On 5/7/20 6:46 PM, Maciej Żenczykowski wrote:
> (a) not clear why the max is SKB_MAX_ALLOC in the first place (this is
> PAGE_SIZE << 2, ie. 16K on x86), while lo mtu is 64k

Agreed, tbh, it's not clear to me either atm. :) The SKB_MAX_ALLOC constant itself
should be replaced with something more appropriate. Also as a small side note,
the !skb->dev check should be removed since in tc ingress/egress the skb->dev
is never NULL. (See also tc_cls_act_convert_ctx_access() on struct __sk_buff,
ifindex conversion.)

> (b) hmm, if we're not redirecting, then exceeding the ingress device's
> mtu doesn't seem to be a problem.
> 
> Indeed AFAIK this can already happen, some devices will round mtu up
> when they configure the device mru buffers.
> (ie. you configure L3 mtu 1500, they treat that as L2 1536 or 1532 [-4
> fcs], simply because 3 * 512 is a nice amount of buffers, or they'll
> accept not only 1514 L2, but also 1518 L2 or even 1522 L2 for VLAN and
> Q-IN-Q -- even if the packets aren't actually VLAN'ed, so your non
> VLAN mru might be 1504 or 1508)
> 
> Indeed my corp dell workstation with some standard 1 gigabit
> motherboard nic has a standard default mtu of 1500, and I've seen it
> receive L3 mtu 1520 packets (apparently due to misconfiguration in our
> hardware [cisco? juniper?] ipv4->ipv6 translator which can take 1500
> mtu ipv4 packets and convert them to 1520 mtu ipv6 packets without
> fragmenting or generating icmp too big errors).  While it's obviously
> wrong, it does just work (the network paths themselves are also
> obviously 1520 clean).

Right, agree on tc ingress side when skb goes further up the stack.

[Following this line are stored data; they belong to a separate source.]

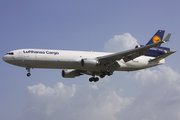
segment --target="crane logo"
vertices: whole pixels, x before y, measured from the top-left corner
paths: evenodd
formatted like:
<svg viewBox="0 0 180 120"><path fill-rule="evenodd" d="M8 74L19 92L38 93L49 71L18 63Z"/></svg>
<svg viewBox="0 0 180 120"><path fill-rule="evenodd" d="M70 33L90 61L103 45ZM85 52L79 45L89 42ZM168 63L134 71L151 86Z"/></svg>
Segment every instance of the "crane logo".
<svg viewBox="0 0 180 120"><path fill-rule="evenodd" d="M160 42L161 41L161 38L159 36L154 36L153 37L153 43L157 43L157 42Z"/></svg>

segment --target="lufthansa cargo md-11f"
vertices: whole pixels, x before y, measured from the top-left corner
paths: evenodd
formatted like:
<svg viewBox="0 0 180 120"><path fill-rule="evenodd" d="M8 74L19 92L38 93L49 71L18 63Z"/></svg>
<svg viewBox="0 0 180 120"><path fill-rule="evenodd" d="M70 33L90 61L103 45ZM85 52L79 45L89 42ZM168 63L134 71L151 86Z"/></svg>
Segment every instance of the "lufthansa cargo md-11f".
<svg viewBox="0 0 180 120"><path fill-rule="evenodd" d="M114 71L135 71L165 63L164 58L175 53L170 48L161 47L169 41L171 34L164 40L164 30L158 30L146 45L117 52L84 52L46 49L19 49L8 52L3 60L12 65L25 67L29 77L31 68L63 69L64 78L74 78L83 74L91 75L90 82L98 77L110 76Z"/></svg>

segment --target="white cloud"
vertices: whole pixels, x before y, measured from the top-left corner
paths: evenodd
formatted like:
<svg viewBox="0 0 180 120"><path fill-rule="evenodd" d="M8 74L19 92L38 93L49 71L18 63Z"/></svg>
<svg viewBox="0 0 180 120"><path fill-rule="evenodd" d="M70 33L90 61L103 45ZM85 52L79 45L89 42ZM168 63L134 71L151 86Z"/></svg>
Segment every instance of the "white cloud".
<svg viewBox="0 0 180 120"><path fill-rule="evenodd" d="M91 86L93 89L99 89L96 84Z"/></svg>
<svg viewBox="0 0 180 120"><path fill-rule="evenodd" d="M156 70L141 70L134 76L142 89L130 107L126 107L119 119L179 120L180 74L167 66Z"/></svg>
<svg viewBox="0 0 180 120"><path fill-rule="evenodd" d="M137 40L130 33L123 35L115 35L104 44L104 50L110 52L120 52L127 49L132 49L138 45Z"/></svg>
<svg viewBox="0 0 180 120"><path fill-rule="evenodd" d="M168 82L169 84L179 84L180 74L167 66L159 66L159 70L141 70L135 75L136 80L142 85L158 84Z"/></svg>
<svg viewBox="0 0 180 120"><path fill-rule="evenodd" d="M96 84L70 87L59 82L54 88L38 84L27 90L21 118L26 120L117 120L114 115L133 102L133 98L121 97L122 89L103 89Z"/></svg>
<svg viewBox="0 0 180 120"><path fill-rule="evenodd" d="M131 78L141 88L141 93L133 97L126 97L122 88L115 90L115 80L82 86L67 86L61 82L53 88L43 84L29 86L21 119L180 119L180 74L177 71L159 66L138 71Z"/></svg>

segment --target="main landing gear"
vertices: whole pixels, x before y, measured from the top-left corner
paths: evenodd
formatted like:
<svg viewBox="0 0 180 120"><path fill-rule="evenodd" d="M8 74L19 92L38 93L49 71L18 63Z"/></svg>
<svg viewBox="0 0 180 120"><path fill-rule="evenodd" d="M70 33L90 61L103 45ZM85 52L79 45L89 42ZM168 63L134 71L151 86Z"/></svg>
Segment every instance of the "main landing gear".
<svg viewBox="0 0 180 120"><path fill-rule="evenodd" d="M104 72L101 71L101 74L99 76L100 76L100 78L104 78L106 75L110 76L112 74L113 74L113 71L106 70ZM89 78L89 82L92 82L92 81L97 82L97 81L99 81L99 78L95 77L95 73L93 73L92 75L93 75L93 77Z"/></svg>
<svg viewBox="0 0 180 120"><path fill-rule="evenodd" d="M30 67L27 67L27 68L26 68L26 70L27 70L27 72L28 72L28 73L27 73L27 76L28 76L28 77L31 76L30 69L31 69Z"/></svg>
<svg viewBox="0 0 180 120"><path fill-rule="evenodd" d="M89 82L92 82L92 81L97 82L97 81L99 81L99 78L98 77L89 78Z"/></svg>
<svg viewBox="0 0 180 120"><path fill-rule="evenodd" d="M99 81L99 78L95 77L95 75L96 75L95 72L92 72L93 77L89 78L89 82L92 82L92 81L97 82L97 81Z"/></svg>
<svg viewBox="0 0 180 120"><path fill-rule="evenodd" d="M106 75L110 76L112 74L113 74L112 71L107 70L107 71L101 73L100 78L104 78Z"/></svg>

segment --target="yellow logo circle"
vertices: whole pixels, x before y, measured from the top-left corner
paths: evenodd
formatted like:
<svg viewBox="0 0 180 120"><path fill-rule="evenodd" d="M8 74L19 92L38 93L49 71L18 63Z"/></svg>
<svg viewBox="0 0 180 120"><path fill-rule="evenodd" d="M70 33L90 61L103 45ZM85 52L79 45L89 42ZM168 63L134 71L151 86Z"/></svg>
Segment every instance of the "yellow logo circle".
<svg viewBox="0 0 180 120"><path fill-rule="evenodd" d="M157 43L157 42L160 42L161 41L161 38L159 36L154 36L153 37L153 43Z"/></svg>

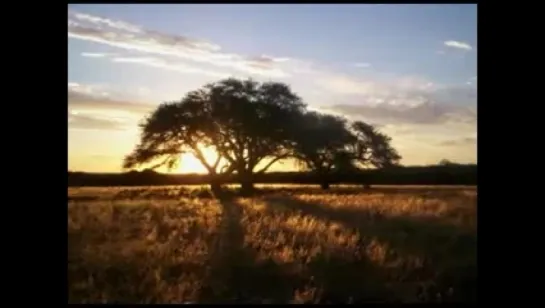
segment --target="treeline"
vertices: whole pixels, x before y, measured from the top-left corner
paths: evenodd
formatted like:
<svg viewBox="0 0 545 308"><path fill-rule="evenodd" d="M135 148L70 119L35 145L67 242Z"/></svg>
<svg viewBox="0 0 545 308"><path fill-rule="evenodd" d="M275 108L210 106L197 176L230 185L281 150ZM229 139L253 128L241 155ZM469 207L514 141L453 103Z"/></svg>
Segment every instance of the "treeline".
<svg viewBox="0 0 545 308"><path fill-rule="evenodd" d="M316 184L320 178L312 172L268 172L255 174L256 184ZM237 174L224 184L240 183ZM68 186L151 186L201 185L210 183L208 174L163 174L152 170L127 173L68 172ZM477 185L477 165L433 165L369 169L357 173L331 174L331 184L361 185Z"/></svg>

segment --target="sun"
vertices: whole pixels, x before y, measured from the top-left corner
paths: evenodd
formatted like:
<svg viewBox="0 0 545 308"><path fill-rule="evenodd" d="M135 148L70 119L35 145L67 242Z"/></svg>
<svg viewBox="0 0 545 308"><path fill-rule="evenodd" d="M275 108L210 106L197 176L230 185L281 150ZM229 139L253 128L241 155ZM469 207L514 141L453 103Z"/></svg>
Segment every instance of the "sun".
<svg viewBox="0 0 545 308"><path fill-rule="evenodd" d="M202 146L200 146L199 148L201 149L203 156L206 159L206 162L209 165L213 165L218 158L218 153L212 148L205 148ZM222 165L223 164L221 164L220 162L220 167L222 167ZM175 172L205 174L208 173L208 170L206 170L206 168L202 165L201 161L198 160L193 154L184 153L180 157L180 164Z"/></svg>

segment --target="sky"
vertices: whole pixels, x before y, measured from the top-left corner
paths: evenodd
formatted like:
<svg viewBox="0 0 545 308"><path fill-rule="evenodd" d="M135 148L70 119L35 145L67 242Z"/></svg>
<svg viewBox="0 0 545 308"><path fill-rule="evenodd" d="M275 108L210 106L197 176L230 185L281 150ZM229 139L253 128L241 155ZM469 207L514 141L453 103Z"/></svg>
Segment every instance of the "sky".
<svg viewBox="0 0 545 308"><path fill-rule="evenodd" d="M141 119L226 77L283 82L309 109L374 124L403 165L477 162L475 4L80 4L68 168L122 171Z"/></svg>

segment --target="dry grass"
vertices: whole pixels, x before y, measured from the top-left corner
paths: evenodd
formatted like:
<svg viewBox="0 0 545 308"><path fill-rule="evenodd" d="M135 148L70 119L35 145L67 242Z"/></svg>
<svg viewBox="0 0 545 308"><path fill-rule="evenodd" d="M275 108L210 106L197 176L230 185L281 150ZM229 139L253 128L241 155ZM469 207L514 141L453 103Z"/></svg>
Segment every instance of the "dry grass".
<svg viewBox="0 0 545 308"><path fill-rule="evenodd" d="M70 302L475 301L471 187L69 189Z"/></svg>

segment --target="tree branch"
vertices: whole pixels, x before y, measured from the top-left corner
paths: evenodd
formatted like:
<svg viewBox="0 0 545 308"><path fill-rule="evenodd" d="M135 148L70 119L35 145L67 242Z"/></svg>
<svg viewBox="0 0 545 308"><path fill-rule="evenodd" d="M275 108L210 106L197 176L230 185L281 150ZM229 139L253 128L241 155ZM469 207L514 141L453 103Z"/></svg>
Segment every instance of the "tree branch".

> (c) If we are redirecting we'll eventually (after bpf program returns)
> hit dev_queue_xmit(), and shouldn't that be what returns an error?

You mean whether the check should be inside __dev_queue_xmit() itself
instead? Maybe. From a cursory glance the MTU checks are spread in upper
layer protos. As mentioned, we would need to have coverage for BPF progs
attached on the tc ingress and egress (sch_handle_{ingress,egress}())
hook where for each case an skb can be just TC_ACT_OK'ed (up to stack or
down to driver), redirected via ____dev_forward_skb() or dev_queue_xmit().
The ____dev_forward_skb() has us covered and for TC_ACT_OK on tc ingress,
we'd only need a generic upper cap. So for the rest of the cases, we'd
need to have some sort of sanity check somewhere.

> btw. is_skb_forwardable() actually tests
> - device is up && (packet is gso || skb->len < dev->mtu +
> dev->hard_header_len + VLAN_HLEN);
> 
> which is also wrong and in 2 ways, cause VLAN_HLEN makes no sense on
> non ethernet, and the __bpf_skb_max_len function doesn't account for
> VLAN...  (which possibly has implications if you try to redirect to a
> vlan interface)

Yeah, it probably would for QinQ which is probably why noone was running
into it so far. At least the skb_vlan_push() would first store the tag
via __vlan_hwaccel_put_tag() in the skb itself.

> I think having an mtu check is useful, but I think the mtu should be
> selectable by the bpf program.  Because it might not even be device
> mtu at all, it might be path mtu which we should be testing against.
> It should also be checked for gso frames, since the max post
> segmentation size should be enforced.
> 
> I agree we should expose dev->mtu (and dev->hard_header_len and hatype)
> 
> I'll mull this over a bit more, but I'm not convinced this patch isn't ok as is.
> There just is probably more we should do.

Ok, makes sense. Thanks for looking into it!